0
votes

I have an AWS Lambda Function setup with a trigger from a SQS queue. Current the queue has about 1.3m messages available. According to CloudWatch the Lambda function has only ever reached 431 invocations in a given minute. I have read that Lambda supports 1000 concurrent functions running at a time, so I'm not sure why it would be maxing out at 431 in a given minute. As well it looks like my function only runs for about 5.55s or so on average, so each one of those 1000 available concurrent slots should be turning over multiple times per minute, therefor giving a much higher rate of invocations.

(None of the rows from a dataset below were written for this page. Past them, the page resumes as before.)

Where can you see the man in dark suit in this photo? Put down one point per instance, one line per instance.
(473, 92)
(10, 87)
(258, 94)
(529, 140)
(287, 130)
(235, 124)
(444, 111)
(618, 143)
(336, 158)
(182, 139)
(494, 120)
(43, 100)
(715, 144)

How can I figure out what is going on here and get my Lambda function to process through that SQS queue in a more timely manner?

1
Just checking -- are you using the brand new "SQS to Lambda" functionality? Are you saying that Lambda eventually gets triggered (but takes some time), or that it never gets triggered? Is that CloudWatch metric a SUM() or an AVG()? - John Rotenstein
@JohnRotenstein Yes. I think eventually it gets triggered. But currently I'm adding items to the queue faster than they are getting triggered with Lambda. I'm not sure if it's sum or average. One other note, at one point when messing around with things today, my average duration for the Lambda function dropped below 500ms, and the number of invocations per minute shot up to like 18k or so per minute. I THINK it was due to a bug in my code that I was testing because I realized it wasn't totally working correctly. But it seems like there is a correlation between duration and invocations. - Charlie Fish
The documentation seems to imply that the process is adaptive. How long has this been running? - Michael - sqlbot
What I actually intended to ask was how long the SQS/Lambda integration had been configured (running was not the best choice of word), since the docs seem to suggest that it is adaptive. How many messages do you typically see "in flight" for the queue in the SQS console or in CloudWatch? - Michael - sqlbot
I was able to confirm that "inflight" as used in that blog post does not mean the same thing as inflight from the SQS Developer Guide. The post may get a refresh to clarify. Scaling should be happening. Note that the 1000 concurrency limit is per region, not per function, so if you have other functions also running, you might be hitting that regional limit and need to ask for an increase. - Michael - sqlbot

1 Answers

0
votes

The 1000 concurrent connection limit you mention assumes that you have provided enough capacity.

Take a look at this, particularly the last bit. https://docs.aws.amazon.com/lambda/latest/dg/vpc.html

If your Lambda function accesses a VPC, you must make sure that your VPC has sufficient ENI capacity to support the scale requirements of your Lambda function. You can use the following formula to approximately determine the ENI capacity.

Projected peak concurrent executions * (Memory in GB / 3GB)

Where:

Projected peak concurrent execution – Use the information in Managing Concurrency to determine this value.

Memory – The amount of memory you configured for your Lambda function.

The subnets you specify should have sufficient available IP addresses to match the number of ENIs.

We also recommend that you specify at least one subnet in each Availability Zone in your Lambda function configuration. By specifying subnets in each of the Availability Zones, your Lambda function can run in another Availability Zone if one goes down or runs out of IP addresses.

Also read this article which points out many things that might be affecting you: https://read.iopipe.com/5-things-to-know-about-lambda-the-hidden-concerns-of-network-resources-6f863888f656

As a last note, make sure your SQS Lambda trigger has a batchSize of 10 (max available).